Born in Cincinnati, Ohio, Reynolds began playing the guitar when he was eight years old, and by the age of 12 was considered a prodigy. He graduated from the University of Cincinnati. Reynolds toured with singer Millie Jackson. Reynolds later joined R&B band Sun, with whom he recorded three albums. During 1983 he became a member of The Commodores. With the Commodores he sang on their 1985 LP Nightshift and then played on their 1986 album United. Altogether he featured with the band for four years.

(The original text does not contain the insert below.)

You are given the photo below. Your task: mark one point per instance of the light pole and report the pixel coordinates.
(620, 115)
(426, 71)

Reynolds then joined Earth, Wind & Fire (EWF) in the roles of lead guitarist and co-vocalist. He went on to play on EWF's LPs Touch The World (1987), The Best of Earth, Wind & Fire, Vol. 2 (1988), Heritage (1990), Millennium (1993) and In The Name of Love (1997). With EWF he earned a Grammy Award nomination in 1994 in the category of Best R&B Performance by a Duo or Group with Vocals for the song "Sunday Morning". As a member of the band, Reynolds was inducted into the NAACP Image Award Hall of Fame.

===Solo work===
Reynolds played on Maurice White's 1985 self-titled album and Philip Bailey's 1989 LP Family Affair. He later guested on Barbara Weathers's 1990 self-titled album, Smokey Robinson's 1990 LP Love, Smokey and Joey Lawrence's 1993 self-titled album. Reynolds also performed on 4Him's 1994 LP The Ride and Take 6's 1996 album Brothers.

Reynolds later appeared on jazz group Urban Knights 1997 LP Urban Knights II and on Alfonzo Blackwell's 1998 album Body of Soul.

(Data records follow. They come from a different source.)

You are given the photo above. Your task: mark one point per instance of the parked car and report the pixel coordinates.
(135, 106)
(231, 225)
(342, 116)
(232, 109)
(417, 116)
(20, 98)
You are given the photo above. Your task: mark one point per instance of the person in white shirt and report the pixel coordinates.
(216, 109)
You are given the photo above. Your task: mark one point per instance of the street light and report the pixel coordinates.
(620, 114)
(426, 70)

Reynolds teamed up with two former Band of Gypsys members, Buddy Miles and Billy Cox to contribute to The Band of Gypsys Return album that was released in 2006.

Reynolds also featured on Chicago's 2008 LP Chicago XXXII: Stone of Sisyphus, Brian Culbertson's 2008 album Bringing Back The Funk and on Culbertson's 2010 release XII.

==Personal life and death==
Reynolds was a contributing editor to the magazine Astronomy. He also had a talk show on Twilight Radio.

Reynolds had two children of his own; Jade Williams (daughter) and Brice Bates (son).

Reynolds was at one time married to Janie Hendrix, the adopted sister of Jimi Hendrix.

Reynolds died on May 23, 2023, at the age of 63.